“Nobody is speaking for the oceans”, the team leader of an extensive group of marine biologists has declared. Well, it seems that with the new technologies advancing, now somebody can see and analyze the ocean, speech is overrated anyhow. A team of marine biologists has dived into the depths of the ocean with the help of a research schooner, to analyze the secrets of unseen life.
Scientists from around the world have gathered visual data unveiling the hidden depths of the ocean. Besides the fascinating details we are privileged to see and admire in the journal Science, the international team has been studying these samples of plankton that have been collected during a three year global expedition.
This is a Jules Verne worth story which enriches our knowledge in regards to the diversity of sea organisms. It reveals 35.000 species of bacteria, 5.0000 new viruses and 150.000 single celled plants and creatures, meant to shed some light on the future of our environment.
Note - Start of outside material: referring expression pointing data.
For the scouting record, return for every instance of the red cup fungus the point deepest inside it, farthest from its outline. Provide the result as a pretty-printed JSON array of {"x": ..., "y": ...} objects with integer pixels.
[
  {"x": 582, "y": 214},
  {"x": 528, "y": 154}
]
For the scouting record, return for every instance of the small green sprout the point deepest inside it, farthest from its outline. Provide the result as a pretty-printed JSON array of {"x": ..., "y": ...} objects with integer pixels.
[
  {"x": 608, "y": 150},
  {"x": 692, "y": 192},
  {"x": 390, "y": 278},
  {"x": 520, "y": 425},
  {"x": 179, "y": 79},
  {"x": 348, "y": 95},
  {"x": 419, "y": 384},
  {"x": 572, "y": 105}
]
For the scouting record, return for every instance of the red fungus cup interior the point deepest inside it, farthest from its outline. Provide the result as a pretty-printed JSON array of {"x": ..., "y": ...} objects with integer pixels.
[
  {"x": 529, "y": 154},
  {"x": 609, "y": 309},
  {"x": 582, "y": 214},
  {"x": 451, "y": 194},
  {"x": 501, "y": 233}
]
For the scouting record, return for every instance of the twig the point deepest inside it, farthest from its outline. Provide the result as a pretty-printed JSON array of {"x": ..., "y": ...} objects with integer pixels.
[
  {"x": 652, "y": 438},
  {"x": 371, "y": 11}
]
So far, the marine biologists have reported the findings that come in spectacular numbers.
For the extensive expeditions, researchers have been working with a 110-foot research schooner known as Tara that has traveled from one end of the planet to another. Tens of thousands of microscopic ocean species have been revealed and can be now analyzed by researchers, scientist and biologists. The data collected from farthest north, in the Arctic, progressing to farthest south, in Antarctica, has been gathered in no less than 4 years.
The overwhelming diversity of the oceans has impressed the entire team of researchers involved, a crew that involved no less than 18 institutions.
Their findings are very precious pieces of information that reveal how global warming is affecting life in its literally deepest forms. Future analysis will allow researchers to build predictive models for what is set to happen to microbial communities as water temperature changes. Every single shift in ocean life affects oxygen and carbon dioxide production.
This extensive project reveals the most complete description of planktonic organisms to date, from viruses, to bacteria and protozoa. Scientists have gathered an encyclopedia of new global ocean findings. Their future analysis will offer a very steady prognoses about the future of our environment.
All these hidden to the naked eye creatures are among the oldest on our planet and their main capacity lays in absorbing the carbon dioxide and make oxygen for a change, breaking down waste and nourish other creatures. They seem to be deeply affected by the temperature changes that become more and more alarming with years.
Planktonic organisms make up 90% of the mass of the entire marine life in the oceans and they are spread across more than 30.000 miles across the world’s oceans. The tiny creatures form the very base of our food chain and produce half of the oxygen we breathe.
Large scale life progresses from small scale organisms and every piece of insightful information on how the details that don’t meet the eye support life are here to uncover huge data about the future of our existence.